My 8th House On Loneliness – It’s A Hot Topic

There have been a lot of comments regarding loneliness, some of them directed at me.  For the record, I am not often lonely but circumstances do set up sometimes and this is what happened for a few days this last week.

I did just wrap up a Pluto transit through my 11th and I lost almost every friend I had in the process as I’ve reported. This has left me with a very small inner circle and sometimes they are just not available.

There is one kid here now, not two and Vid is gone a lot. He spends a lot of time with his dad which is fine with me as it is not his job to keep me company.

I have been doing a lot of consultations lately which I really enjoy. But I do immerse myself in the other person’s problem in order to be effective so at the end of the day I have absorbed a lot. I look around and there is no one to throw it off on if that makes sense.

I think the most difficult is my concern for my family right now. It is deep and it is wide and I don’t want to talk about it for a more reasons than I have time to count.

It is easy to see how something like this would contribute to feelings of loneliness and I am sure there are legions of people who would criticize but only because they project.

Some of us are meant to contain things. We are just supposed to do this and if you can’t understand then I guess you just can’t understand that.

15 thoughts on “My 8th House On Loneliness – It’s A Hot Topic”

  1. Loneliness is one of my favorite topics– although I’m not feeling insightful at 3am here

    And I think anyone in the helping professions who is good at what they do (including astrologers, all kinds of counselors, caretakers, hookers) — you take on so much, are confronted by so much energy

    Can’t explain the alchemy but I am in a caretaking job and at the end of the day, if there’s no one to push against. It’s like the batteries need reseting and they don’t get reset.

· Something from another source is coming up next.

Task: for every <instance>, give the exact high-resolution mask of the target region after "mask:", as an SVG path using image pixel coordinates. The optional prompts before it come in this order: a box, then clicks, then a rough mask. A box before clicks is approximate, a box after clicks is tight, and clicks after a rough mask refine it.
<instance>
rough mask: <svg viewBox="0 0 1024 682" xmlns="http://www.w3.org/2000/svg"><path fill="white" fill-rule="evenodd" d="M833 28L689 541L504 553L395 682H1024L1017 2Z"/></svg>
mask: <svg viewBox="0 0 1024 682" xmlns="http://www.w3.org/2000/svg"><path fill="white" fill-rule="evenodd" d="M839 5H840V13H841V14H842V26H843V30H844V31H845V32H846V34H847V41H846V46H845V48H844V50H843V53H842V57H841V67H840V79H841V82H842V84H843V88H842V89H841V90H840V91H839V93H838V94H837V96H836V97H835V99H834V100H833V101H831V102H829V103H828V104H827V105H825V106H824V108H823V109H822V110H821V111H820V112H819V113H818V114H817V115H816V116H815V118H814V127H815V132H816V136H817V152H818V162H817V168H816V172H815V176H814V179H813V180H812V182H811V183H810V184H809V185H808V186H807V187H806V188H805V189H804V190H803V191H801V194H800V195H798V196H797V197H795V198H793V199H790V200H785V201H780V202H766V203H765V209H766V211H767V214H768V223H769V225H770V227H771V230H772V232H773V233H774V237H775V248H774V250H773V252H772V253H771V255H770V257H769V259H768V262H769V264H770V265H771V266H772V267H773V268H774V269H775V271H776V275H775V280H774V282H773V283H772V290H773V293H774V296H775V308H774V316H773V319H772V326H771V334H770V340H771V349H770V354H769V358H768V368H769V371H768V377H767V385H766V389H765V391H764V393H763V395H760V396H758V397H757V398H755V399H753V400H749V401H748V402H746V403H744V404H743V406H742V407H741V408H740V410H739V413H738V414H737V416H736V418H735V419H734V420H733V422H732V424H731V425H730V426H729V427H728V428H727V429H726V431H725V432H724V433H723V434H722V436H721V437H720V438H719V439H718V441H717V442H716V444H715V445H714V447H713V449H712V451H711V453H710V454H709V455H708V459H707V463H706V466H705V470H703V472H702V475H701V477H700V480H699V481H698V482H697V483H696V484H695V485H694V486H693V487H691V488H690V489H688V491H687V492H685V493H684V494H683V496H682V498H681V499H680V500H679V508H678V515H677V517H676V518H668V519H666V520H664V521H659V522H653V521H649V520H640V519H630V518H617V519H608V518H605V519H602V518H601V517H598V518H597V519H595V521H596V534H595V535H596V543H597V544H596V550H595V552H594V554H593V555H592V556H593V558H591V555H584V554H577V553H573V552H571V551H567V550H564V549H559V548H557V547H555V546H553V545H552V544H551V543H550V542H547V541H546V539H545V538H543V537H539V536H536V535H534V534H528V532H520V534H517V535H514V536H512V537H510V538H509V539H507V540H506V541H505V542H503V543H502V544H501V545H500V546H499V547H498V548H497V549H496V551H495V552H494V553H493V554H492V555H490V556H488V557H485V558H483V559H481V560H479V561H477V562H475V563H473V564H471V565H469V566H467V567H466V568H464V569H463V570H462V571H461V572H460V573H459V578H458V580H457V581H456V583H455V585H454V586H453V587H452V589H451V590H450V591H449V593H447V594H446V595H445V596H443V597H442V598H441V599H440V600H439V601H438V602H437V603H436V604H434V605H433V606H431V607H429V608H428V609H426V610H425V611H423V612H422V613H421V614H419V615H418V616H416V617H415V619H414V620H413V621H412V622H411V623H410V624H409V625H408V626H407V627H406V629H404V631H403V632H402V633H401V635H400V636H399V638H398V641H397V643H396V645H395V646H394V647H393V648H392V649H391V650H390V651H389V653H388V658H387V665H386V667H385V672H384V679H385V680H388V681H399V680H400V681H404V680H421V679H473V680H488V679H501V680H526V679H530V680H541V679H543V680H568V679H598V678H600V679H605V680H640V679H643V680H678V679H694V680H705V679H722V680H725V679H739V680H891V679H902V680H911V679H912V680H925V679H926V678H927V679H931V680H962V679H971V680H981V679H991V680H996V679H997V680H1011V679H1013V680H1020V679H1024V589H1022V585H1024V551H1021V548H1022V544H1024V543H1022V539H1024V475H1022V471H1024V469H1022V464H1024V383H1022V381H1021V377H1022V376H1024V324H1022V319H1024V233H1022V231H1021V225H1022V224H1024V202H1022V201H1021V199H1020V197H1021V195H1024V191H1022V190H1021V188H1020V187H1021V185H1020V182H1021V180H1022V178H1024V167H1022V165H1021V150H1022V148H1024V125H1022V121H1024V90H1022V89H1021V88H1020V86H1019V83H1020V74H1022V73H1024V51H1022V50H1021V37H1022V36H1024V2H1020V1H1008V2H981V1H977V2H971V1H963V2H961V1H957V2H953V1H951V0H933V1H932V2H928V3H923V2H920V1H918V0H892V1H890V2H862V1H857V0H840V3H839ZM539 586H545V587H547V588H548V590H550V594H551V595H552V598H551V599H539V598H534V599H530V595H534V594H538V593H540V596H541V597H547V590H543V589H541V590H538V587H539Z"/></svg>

    Having the weight of the world on you is also a lonely feeling. This all seems obvious to me-

    There is also the loneliness of you in one corner and him in the other and you are together but separate for whatever reason

    Gonna try to sleep now…

  2. okay, but every container has a limit… otherwise it would not be a container… a big hug from across the pond. and a very happy unbirthday to you!!

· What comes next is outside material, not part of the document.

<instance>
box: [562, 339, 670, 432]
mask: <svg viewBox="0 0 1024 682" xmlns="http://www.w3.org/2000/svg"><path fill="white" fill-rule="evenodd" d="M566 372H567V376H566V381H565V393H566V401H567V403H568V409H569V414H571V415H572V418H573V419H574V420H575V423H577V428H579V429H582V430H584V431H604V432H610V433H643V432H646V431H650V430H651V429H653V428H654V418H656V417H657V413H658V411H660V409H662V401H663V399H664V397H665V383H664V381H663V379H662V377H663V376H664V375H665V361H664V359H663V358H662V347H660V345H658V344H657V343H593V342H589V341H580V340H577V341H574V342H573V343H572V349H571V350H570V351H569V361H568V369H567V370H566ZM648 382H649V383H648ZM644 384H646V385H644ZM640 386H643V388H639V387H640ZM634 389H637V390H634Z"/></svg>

  3. I totally understand….feeling lonely comes with the territory of caretaking, especially if there is no one around that is able and strong enough (not children or sometimes even significant others) to take what you have accumulated and help you dissipate it.

    Retreating is a way for me to gain strength and renew my vigor and very much a requirement for spirit and I have to do it on my own, at least that is the way I feel about it. My dogs and my cat are a tremendous help to me during those times of loneliness and feelings of desolation. They buoy me up and remind me that I am not alone…

  4. The concept of a container having limits is interesting. Logic states this is true but I am not sure how easy it is to hit the limit. Because people like me renew all the time. It is literally our function.

  5. aml – no, it doesn’t work like that. The energy is processed, transformed into something of value which I produce on this blog every single day.

  6. i have felt and do feel painfully lonely at times but i think it is my venus opposition to saturn sitting on ac/dc– then my aqua moon rationalizes everything…and i suck everything up and trod on

  7. it is more like throwing shit on a plant and watching it grow. It contains the shit and makes a flower of it.

  8. I have tried to cook my toast on that setting. I remember dad used to say a little charcoal was good for you. wink.

  9. I get it. Love the shit-flower-growth analogy. I’ve been thinking about heart-mind connection, and about the heart and how much it can be open, which is limitless. And the power it gives. Having a deja vu, something on the tip of my tongue…

    Burned toast YUMMY. LOL

  10. Like you, Elsa, Pluto left my friends, hopes and dreams as collateral damage when it transited my 11H. Now, I have a substantive new circle of friends and I’m pursuing a new course it my life. Tr Pluto is initially brutal and, coupled with hindsight, it is positively life transforming.